Юрий Дольд-Михайлик - И один в поле воин
Даже манера разговаривать изменилась у Кубиса, каждое его слово теперь дышало апломбом предусмотрительного человека.
– А знаете, я уже сам об этом думал, – признался Генрих.
– Очень трогательно с вашей стороны!
– Ведь я немножечко виноват в изменении вашего семейного положения и чувствую перед вами… ну, как вам сказать… моральную ответственность, что ли… Возможно, у вас есть основания для волнений о будущем…
– А если теперь продать всё недвижимое имущество и вложить деньги в какое-либо прибыльное предприятие? Или обратить их в ценности?
– Как вам сказать! Надо быть большим знатоком в таких делах, чтобы не дать себя обмануть.
– Когда кончится война, мы бы могли с Лерро открыть…
– Погодите минуточку – я вас прерву. Мне хочется задать вам один вопрос. И не как зятю Альфредо Лерро, а как старому и опытному сотруднику гестапо. Как вы думаете, что будет с вашим тестем на исходе войны, если Германия, упаси боже, её проиграет?
– Она уже её проиграла… Но я не понимаю вопроса.
– Не надо быть чересчур дальновидным, чтобы понять – Альфредо Лерро работает не на заводе, изготовляющем зонтики или детские игрушки.
– Он изобрёл…
– Не надо! Не надо! Я не хочу знать секретов, которые мне не положено знать!.. Но я уверен: если его особой так интересуются и так его охраняют, то деятельность Альфредо Лерро имеет отношение к тому новому оружию, о котором так много пишут…
– Вы угадали!
– Послушайте, Пауль! Не ставьте меня в глупое положение. Я предпочитаю держаться подальше от государственных тайн и поэтому не слышал, что вы сказали. Забыл об этом! Я выскажу лишь логические предположения…
– Простите! Молчу как рыба.
– Что сделали бы вы как руководитель гестапо, если бы знали, что Германия проиграла войну, а в руки её врагов, в руки победителей, попадут все достижения немецкой военной технической мысли?
– Я?.. Я бы уничтожил всё наиболее ценное… ну, и вообще позаботился, чтобы ничто не попало в руки врагов.
– Абсолютно логично! Так поступил бы каждый разумный работник гестапо. А что бы вы сделали с автором важнейшего изобретения? В области военной техники? Ведь сегодня этот автор служит фюреру, а завтра может соблазниться долларами или фунтами стерлингов, даже русскими рублями! Что бы вы сделали с изобретателем как руководитель гестапо?

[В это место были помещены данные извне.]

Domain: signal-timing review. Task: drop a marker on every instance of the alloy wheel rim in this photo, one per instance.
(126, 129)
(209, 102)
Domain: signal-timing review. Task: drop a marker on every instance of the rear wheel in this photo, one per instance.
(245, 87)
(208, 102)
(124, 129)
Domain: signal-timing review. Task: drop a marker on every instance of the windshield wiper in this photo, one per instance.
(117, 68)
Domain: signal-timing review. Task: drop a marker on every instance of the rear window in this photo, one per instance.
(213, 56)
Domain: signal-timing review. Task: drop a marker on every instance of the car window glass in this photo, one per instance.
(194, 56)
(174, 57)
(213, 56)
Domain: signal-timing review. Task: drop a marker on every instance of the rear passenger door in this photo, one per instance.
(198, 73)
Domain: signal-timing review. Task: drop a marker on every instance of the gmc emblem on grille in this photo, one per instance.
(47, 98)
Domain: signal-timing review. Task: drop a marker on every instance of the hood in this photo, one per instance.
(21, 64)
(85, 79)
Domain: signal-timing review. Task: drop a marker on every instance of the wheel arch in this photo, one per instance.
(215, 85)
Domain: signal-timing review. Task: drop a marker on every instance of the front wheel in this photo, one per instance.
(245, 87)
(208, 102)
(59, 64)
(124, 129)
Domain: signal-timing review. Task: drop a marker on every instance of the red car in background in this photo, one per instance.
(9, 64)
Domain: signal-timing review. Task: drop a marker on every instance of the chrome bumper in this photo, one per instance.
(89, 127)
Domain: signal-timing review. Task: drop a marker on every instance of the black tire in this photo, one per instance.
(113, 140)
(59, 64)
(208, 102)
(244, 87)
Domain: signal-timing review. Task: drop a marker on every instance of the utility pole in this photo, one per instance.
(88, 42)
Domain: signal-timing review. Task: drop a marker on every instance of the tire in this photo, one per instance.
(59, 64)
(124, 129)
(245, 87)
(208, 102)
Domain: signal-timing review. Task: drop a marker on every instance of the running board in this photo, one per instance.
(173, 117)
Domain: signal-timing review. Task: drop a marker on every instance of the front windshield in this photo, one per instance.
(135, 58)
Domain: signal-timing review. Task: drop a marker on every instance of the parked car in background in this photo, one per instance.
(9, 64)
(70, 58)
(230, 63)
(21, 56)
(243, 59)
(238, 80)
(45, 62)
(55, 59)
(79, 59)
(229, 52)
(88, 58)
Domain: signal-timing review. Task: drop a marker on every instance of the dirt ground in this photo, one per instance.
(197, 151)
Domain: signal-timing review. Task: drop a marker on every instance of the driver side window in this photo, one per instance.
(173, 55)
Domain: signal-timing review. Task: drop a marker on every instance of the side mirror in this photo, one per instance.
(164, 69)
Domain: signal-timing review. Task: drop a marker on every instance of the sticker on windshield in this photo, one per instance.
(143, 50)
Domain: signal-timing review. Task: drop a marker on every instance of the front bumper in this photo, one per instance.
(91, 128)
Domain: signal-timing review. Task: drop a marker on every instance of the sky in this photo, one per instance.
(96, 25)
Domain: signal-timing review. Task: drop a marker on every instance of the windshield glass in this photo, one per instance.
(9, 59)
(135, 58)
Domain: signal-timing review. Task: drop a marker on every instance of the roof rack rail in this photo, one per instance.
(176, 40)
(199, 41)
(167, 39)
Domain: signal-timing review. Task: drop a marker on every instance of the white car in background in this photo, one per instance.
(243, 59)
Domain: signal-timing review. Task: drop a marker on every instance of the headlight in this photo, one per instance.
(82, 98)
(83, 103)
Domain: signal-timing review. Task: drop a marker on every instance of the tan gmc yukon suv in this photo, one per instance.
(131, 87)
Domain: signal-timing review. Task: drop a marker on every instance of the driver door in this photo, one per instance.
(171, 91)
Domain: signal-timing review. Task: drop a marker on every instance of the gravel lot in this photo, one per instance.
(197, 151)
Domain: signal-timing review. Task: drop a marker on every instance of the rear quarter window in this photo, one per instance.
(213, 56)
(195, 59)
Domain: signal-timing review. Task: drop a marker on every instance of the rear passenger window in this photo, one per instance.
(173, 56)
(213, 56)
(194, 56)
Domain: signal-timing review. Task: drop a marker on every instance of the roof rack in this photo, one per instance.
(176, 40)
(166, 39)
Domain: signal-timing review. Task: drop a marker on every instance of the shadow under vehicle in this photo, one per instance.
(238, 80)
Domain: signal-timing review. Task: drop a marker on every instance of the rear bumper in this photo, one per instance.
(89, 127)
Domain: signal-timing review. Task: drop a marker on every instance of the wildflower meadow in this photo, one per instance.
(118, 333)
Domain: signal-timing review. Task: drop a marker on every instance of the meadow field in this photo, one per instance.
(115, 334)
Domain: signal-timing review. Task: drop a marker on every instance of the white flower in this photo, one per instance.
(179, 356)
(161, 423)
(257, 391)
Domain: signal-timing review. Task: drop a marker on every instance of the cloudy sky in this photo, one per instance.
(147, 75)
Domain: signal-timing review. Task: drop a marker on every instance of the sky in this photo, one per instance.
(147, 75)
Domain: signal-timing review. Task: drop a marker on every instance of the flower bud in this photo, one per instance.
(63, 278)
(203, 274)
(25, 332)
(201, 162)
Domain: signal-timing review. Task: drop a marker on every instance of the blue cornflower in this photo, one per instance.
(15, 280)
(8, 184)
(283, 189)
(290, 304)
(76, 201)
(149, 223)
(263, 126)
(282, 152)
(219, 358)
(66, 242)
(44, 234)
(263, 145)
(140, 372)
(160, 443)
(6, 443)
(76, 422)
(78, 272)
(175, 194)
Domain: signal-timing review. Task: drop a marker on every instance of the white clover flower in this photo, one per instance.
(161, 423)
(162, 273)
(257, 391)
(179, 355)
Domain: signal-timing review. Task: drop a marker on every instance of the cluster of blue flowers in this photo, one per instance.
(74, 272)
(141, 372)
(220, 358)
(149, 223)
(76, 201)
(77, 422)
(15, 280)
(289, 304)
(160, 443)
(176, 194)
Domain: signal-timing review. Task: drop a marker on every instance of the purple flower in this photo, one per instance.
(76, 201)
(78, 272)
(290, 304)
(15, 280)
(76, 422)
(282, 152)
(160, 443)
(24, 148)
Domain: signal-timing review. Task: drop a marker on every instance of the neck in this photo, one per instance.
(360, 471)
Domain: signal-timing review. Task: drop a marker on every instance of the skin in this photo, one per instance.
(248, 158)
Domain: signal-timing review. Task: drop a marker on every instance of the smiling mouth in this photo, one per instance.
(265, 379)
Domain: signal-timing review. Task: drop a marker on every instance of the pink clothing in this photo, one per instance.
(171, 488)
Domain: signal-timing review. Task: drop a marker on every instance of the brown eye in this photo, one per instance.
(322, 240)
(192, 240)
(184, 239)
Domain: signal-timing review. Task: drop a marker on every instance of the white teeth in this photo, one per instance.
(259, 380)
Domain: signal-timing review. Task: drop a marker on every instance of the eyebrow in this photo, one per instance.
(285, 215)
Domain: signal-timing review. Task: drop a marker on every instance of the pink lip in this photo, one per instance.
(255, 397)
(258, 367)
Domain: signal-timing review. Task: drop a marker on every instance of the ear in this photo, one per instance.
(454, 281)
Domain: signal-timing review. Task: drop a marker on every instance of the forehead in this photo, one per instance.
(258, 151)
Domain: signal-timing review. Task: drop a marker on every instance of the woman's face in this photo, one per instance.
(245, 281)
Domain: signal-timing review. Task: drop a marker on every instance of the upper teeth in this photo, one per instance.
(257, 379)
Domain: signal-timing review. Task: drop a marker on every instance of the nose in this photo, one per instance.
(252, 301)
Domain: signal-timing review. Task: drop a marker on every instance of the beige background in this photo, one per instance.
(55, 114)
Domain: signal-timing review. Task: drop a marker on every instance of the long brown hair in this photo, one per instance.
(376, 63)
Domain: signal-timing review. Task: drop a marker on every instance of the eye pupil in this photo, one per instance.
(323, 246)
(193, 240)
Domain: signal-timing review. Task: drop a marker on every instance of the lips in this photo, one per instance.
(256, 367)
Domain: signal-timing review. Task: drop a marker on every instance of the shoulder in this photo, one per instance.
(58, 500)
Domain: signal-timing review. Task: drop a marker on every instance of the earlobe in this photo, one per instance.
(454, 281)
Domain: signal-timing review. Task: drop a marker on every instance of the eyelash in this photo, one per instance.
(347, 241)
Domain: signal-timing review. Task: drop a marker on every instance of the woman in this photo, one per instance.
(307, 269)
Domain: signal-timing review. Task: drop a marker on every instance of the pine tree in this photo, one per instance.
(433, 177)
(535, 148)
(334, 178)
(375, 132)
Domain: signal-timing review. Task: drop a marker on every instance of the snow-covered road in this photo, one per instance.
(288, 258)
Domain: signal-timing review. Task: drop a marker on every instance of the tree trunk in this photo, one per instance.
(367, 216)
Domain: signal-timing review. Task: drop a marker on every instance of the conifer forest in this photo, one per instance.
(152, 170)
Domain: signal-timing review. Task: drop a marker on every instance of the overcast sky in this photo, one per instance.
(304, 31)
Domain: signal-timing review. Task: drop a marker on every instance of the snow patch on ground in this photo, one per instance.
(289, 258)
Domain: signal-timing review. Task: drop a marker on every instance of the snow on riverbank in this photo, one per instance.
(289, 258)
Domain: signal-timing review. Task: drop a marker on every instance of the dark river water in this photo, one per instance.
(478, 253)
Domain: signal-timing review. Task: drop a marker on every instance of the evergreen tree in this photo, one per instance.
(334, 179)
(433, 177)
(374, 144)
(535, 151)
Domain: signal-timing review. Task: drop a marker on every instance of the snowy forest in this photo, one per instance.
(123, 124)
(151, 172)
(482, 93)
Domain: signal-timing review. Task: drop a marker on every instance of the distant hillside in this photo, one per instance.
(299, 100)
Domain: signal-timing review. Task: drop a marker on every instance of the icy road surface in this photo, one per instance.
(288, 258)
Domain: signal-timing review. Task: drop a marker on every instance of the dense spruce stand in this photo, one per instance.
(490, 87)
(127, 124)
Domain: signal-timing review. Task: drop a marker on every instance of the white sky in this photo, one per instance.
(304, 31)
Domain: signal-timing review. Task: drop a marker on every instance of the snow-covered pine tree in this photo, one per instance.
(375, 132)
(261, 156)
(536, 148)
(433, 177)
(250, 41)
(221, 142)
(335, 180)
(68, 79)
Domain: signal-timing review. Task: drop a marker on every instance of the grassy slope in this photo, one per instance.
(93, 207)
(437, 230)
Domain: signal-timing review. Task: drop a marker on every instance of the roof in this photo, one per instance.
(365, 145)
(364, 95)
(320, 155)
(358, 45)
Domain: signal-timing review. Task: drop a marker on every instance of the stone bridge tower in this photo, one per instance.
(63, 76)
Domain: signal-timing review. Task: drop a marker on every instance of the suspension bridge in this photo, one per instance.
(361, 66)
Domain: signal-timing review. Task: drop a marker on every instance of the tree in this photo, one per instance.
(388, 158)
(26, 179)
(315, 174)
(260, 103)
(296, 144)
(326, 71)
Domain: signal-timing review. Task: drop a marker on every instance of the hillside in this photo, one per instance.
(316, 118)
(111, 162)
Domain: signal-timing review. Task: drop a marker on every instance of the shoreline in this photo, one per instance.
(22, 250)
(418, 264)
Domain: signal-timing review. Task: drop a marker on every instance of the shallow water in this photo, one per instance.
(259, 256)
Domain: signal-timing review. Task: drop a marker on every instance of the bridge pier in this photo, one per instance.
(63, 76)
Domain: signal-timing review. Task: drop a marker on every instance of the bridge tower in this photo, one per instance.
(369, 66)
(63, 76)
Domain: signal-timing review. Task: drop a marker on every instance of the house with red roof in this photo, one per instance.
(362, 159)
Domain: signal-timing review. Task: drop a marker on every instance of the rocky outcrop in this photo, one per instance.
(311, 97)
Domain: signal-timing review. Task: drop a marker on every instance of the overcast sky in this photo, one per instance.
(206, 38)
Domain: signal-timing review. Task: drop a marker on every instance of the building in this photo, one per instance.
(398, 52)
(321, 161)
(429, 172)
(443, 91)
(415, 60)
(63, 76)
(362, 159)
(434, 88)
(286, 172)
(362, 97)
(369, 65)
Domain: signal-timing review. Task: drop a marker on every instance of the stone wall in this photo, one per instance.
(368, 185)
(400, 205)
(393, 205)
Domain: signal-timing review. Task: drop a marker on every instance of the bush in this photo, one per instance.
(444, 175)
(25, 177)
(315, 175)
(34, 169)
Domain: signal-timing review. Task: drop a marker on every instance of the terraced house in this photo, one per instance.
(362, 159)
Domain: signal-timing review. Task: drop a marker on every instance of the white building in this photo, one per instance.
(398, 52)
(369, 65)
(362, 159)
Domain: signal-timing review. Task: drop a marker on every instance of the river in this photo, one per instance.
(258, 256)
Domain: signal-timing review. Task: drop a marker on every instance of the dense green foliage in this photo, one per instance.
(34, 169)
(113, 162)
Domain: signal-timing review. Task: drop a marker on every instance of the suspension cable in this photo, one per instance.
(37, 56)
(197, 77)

Пауль Кубис медленно, не отрывая взгляда от лица собеседника, всем корпусом подался вперёд.
– Вы уверены, что…
– Предположение ещё не есть полная уверенность… Мы с вами даём друг другу урок логического мышления. И только. Впрочем, к чёрту этот разговор, он, я вижу, взволновал вас. Давайте о чём-нибудь другом!
– О нет, нет! Это именно тот разговор, который раз уж начали, продолжайте до конца. Что же мне, по-вашему, делать?
– В таких случаях трудно советовать. Каждый ведёт себя по-своему, Пауль.
– Но что бы вы сделали на моём месте?
– Я бы… Дайте подумать! – Генрих несколько раз прошёлся по комнате. – Я приготовился бы к самому худшему.
– А именно?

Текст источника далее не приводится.